Agricultural Research Service

Research Project: TRANSMISSIBLE SPONGIFORM ENCEPHALOPATHIES: THE ROLE OF GENETICS, STRAIN VARIATION, AND ENVIRONMENTAL CONTAMINATION IN DISEASE CONTROL

Location: Animal Diseases Research

Title: Diagnosis of preclinical CWD in farmed white-tailed deer in Canada by the immunohistochemical examination of recto-anal mucosa- associated lymphoid tissue (RAMALT)

Authors
item Balachandran, Aru -
item Thomsen, Bruce -
item Gidlewski, Thomas -
item Spraker, Terry -
item Mitchell, G -
item Soutyrine, Andrei -
item Harrington, Noel -
item Munger, Randy -
item Schneider, David
item O'Rourke, Katherine

Submitted to: Meeting Abstract
Publication Type: Abstract Only
Publication Acceptance Date: September 12, 2009
Publication Date: September 22, 2009
Repository URL: http://www.neuroprion.org/resources/pdf_docs/conferences/prion2009/brochure-tse_workshop.pdf
Citation: Balachandran, A., Thomsen, B.V., Gidlewski, T., Spraker, T.R., Mitchell, G., Soutyrine, A., Harrington, N.P., Munger, R., Schneider, D.A., Orourke, K.I. 2009. Diagnosis of preclinical CWD in farmed white-tailed deer in Canada by the immunohistochemical examination of recto-anal mucosa- associated lymphoid tissue (RAMALT).
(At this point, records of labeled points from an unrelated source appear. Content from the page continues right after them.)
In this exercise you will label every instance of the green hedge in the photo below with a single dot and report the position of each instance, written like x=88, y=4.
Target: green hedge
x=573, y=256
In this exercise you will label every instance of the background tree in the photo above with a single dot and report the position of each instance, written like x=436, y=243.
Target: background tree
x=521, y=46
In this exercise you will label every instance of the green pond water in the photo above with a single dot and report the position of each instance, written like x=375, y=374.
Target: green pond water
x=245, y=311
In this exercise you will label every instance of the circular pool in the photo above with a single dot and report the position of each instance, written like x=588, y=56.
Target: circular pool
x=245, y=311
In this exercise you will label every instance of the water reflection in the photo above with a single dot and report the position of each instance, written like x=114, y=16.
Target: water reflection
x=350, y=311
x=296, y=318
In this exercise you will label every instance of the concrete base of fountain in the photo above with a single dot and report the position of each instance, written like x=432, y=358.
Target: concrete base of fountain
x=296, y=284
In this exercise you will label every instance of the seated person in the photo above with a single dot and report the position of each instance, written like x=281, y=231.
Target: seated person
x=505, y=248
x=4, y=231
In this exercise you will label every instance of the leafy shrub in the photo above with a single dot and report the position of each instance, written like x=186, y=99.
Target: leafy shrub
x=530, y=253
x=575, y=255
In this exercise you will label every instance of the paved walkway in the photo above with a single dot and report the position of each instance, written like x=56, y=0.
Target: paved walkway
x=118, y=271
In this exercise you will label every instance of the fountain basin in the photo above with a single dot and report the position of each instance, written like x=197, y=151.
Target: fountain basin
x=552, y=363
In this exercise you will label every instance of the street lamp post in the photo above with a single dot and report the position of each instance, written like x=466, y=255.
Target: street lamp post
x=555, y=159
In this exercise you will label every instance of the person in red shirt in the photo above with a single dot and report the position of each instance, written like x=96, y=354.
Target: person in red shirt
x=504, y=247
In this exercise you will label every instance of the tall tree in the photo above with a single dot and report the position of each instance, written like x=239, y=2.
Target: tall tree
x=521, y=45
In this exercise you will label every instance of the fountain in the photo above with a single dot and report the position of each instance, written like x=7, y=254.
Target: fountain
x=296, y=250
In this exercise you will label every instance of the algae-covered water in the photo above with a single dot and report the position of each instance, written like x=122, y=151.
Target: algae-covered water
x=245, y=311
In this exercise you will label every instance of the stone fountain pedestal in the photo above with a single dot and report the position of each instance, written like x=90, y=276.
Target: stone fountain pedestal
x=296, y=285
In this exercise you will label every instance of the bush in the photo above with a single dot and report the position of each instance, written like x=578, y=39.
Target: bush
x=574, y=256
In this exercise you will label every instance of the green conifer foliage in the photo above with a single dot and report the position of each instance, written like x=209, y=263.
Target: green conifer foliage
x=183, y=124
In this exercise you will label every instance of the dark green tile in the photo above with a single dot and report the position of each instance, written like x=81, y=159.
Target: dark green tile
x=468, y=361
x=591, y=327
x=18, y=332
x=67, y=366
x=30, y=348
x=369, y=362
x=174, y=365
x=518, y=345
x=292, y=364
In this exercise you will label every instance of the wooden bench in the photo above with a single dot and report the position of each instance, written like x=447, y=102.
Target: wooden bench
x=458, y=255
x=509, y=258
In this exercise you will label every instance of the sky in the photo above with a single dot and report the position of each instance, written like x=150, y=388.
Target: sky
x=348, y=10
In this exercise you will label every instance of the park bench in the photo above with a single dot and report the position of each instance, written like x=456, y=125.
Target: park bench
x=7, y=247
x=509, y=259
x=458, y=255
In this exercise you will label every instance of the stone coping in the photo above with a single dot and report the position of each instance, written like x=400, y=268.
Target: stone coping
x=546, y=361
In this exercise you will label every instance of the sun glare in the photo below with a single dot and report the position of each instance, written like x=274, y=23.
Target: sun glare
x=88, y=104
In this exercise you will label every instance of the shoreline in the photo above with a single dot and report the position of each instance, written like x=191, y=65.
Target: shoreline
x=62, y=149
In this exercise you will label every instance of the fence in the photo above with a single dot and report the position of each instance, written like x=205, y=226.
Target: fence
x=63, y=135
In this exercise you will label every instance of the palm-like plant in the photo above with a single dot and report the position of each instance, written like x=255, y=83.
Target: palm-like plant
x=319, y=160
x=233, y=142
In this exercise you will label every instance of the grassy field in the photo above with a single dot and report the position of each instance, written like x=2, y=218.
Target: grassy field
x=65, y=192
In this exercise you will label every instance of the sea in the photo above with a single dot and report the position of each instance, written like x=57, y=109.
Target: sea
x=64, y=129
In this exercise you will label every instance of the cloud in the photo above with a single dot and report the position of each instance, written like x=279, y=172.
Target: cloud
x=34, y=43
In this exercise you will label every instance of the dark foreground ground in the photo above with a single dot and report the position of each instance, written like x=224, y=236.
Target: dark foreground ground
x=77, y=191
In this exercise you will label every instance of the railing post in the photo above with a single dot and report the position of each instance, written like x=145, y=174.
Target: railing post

NeuroPrion Workshop: New developments in TSEs of domestic and wild animals. pg.9

Interpretive Summary: Diagnosis of prion disease [for example, scrapie in sheep and chronic wasting disease (CWD) in elk and deer] relies upon sensitive detection of disease-associated prion protein in the brain or tissues containing lymph follicles. Live animal testing for scrapie disease in sheep has included evaluation of biopsy samples of the tonsil, third eyelid and rectal mucosa. Similarly, diagnosis of CWD in live elk has been recently accomplished through biopsy of the rectal mucosa. This invited report to the annual NeuroPrion meeting summarizes the diagnostic performance (test sensitivity) of various tissue sampling sites that were collected after death. The report summarizes the findings from two different populations of captive white-tailed deer from Saskatchewan, Canada. The diagnostic performance of the rectal mucosa samples were similar but lower than that achieved in two other lymphoid tissues, but greater than that achieved in the brain. While these studies were conducted on tissues collected after death, the findings demonstrate the comparative potential for biopsy of the rectal mucosa in live deer not yet showing signs of disease. While many factors may influence test performance in other deer populations, these studies showed that false-negative diagnosis occurred most often in deer presumed to be in an early stage of disease and carrying a mutation in the prion protein gene (codon 96).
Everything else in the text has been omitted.